Intervention de Agnès Buzyn

Commission d'enquête Évaluation politiques publiques face aux pandémies — Réunion du 23 septembre 2020 à 15h00
Audition de Mme Agnès Buzyn ancienne ministre des solidarités et de la santé

Agnès Buzyn, ancienne ministre des solidarités et de la santé :

Si la question des stocks de masques n'a pas été remontée, c'est, je pense, en raison d'un traumatisme lié à la gestion de la grippe H1N1. Roselyne Bachelot l'a d'ailleurs payé : tout le monde a parlé de gabegie. De nombreuses révisions des pratiques et procédures s'en sont ensuivies, beaucoup d'acteurs ayant le sentiment qu'il ne fallait pas en faire trop.

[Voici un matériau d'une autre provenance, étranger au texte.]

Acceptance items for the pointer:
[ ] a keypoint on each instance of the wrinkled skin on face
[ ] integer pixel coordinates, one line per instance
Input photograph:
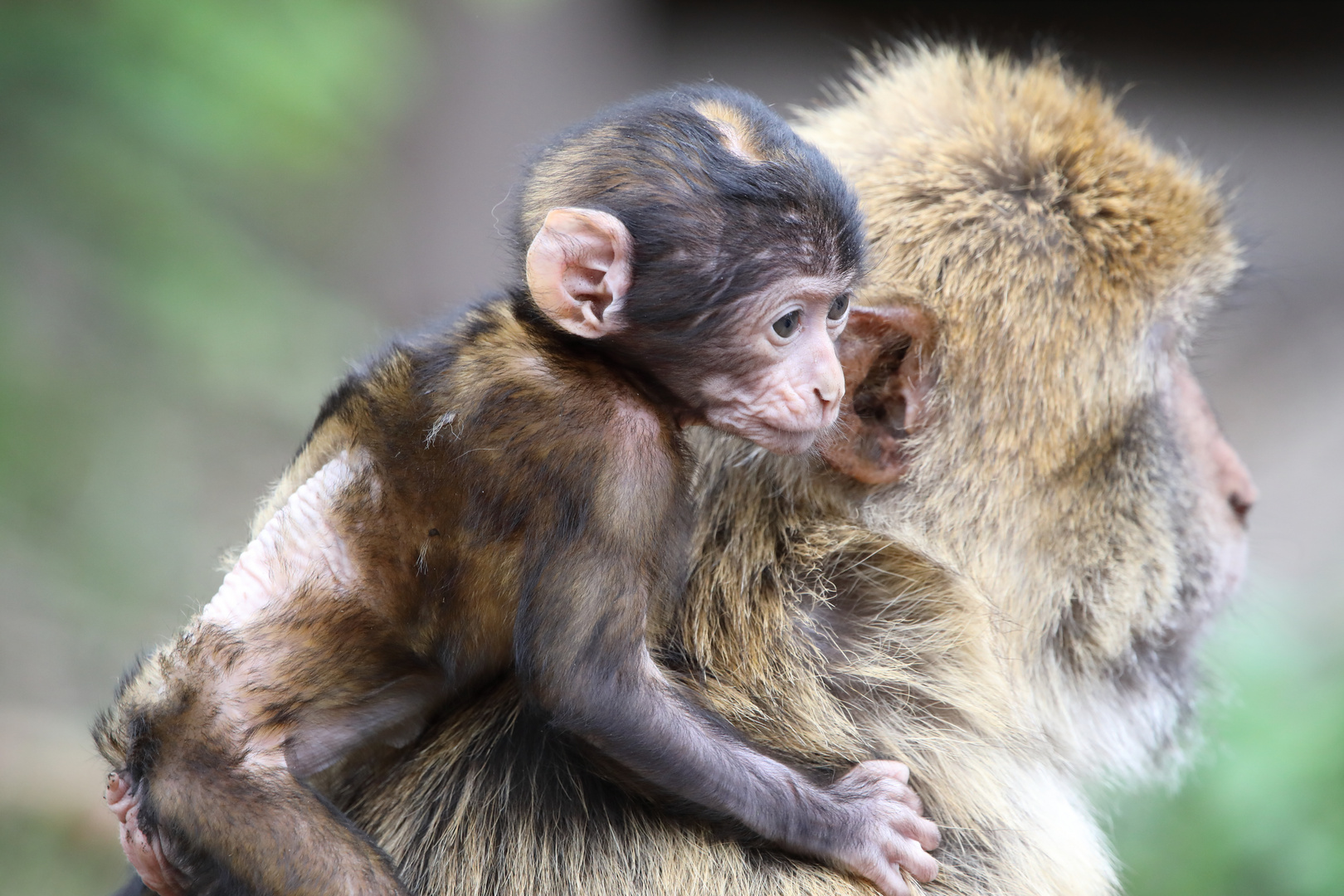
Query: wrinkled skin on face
(785, 387)
(144, 850)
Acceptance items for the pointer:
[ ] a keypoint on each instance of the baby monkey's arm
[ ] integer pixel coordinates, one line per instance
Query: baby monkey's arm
(581, 653)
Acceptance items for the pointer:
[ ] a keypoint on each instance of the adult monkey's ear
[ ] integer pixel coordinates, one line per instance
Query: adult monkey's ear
(580, 268)
(888, 360)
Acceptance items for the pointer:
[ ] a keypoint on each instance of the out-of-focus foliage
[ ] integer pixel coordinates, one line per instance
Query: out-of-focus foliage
(169, 173)
(163, 167)
(1262, 811)
(46, 856)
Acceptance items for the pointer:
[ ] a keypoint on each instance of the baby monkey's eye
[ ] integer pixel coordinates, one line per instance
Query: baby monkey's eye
(839, 305)
(788, 325)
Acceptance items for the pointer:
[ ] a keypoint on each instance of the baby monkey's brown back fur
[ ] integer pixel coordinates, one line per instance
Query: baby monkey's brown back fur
(515, 494)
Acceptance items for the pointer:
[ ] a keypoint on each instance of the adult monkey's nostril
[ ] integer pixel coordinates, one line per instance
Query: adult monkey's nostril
(1241, 505)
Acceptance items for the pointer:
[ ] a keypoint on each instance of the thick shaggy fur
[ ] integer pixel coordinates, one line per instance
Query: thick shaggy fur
(1012, 620)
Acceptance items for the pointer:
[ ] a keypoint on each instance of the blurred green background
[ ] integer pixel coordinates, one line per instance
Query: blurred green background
(207, 208)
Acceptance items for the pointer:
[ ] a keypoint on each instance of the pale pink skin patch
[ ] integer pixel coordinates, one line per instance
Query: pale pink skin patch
(297, 547)
(296, 544)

La notion de stocks stratégiques d'État émerge en 2001, à la suite de la crise des enveloppes contaminées par le bacille du charbon aux États-Unis. Il s'agit alors de couvrir différentes menaces d'origine naturelle, accidentelle ou malveillante. Ces stocks ont été constitués au fur et à mesure de l'évolution de la perception des différents risques, le processus décisionnel variant d'un produit à l'autre en fonction du poids attribué au risque. Un document de doctrine globale a été élaboré par la DGS, en présence de toutes les agences et du SGDSN, en janvier 2018 : il y est bien expliqué qu'il faut revoir tous les cinq ans la hiérarchie des risques et adapter les stocks.

Depuis une dizaine d'années, on distingue clairement les moyens tactiques dont sont dotés les établissements de santé pour la gestion des situations exceptionnelles, financés par les missions d'intérêt général et d'aide à la contractualisation (Migac), et les stocks stratégiques, du ressort de l'État, qui viennent en complément pour maintenir une capacité d'intervention et soutenir les plans gouvernementaux. Ces stocks stratégiques sont acquis et gérés par Santé publique France pour le compte de l'État.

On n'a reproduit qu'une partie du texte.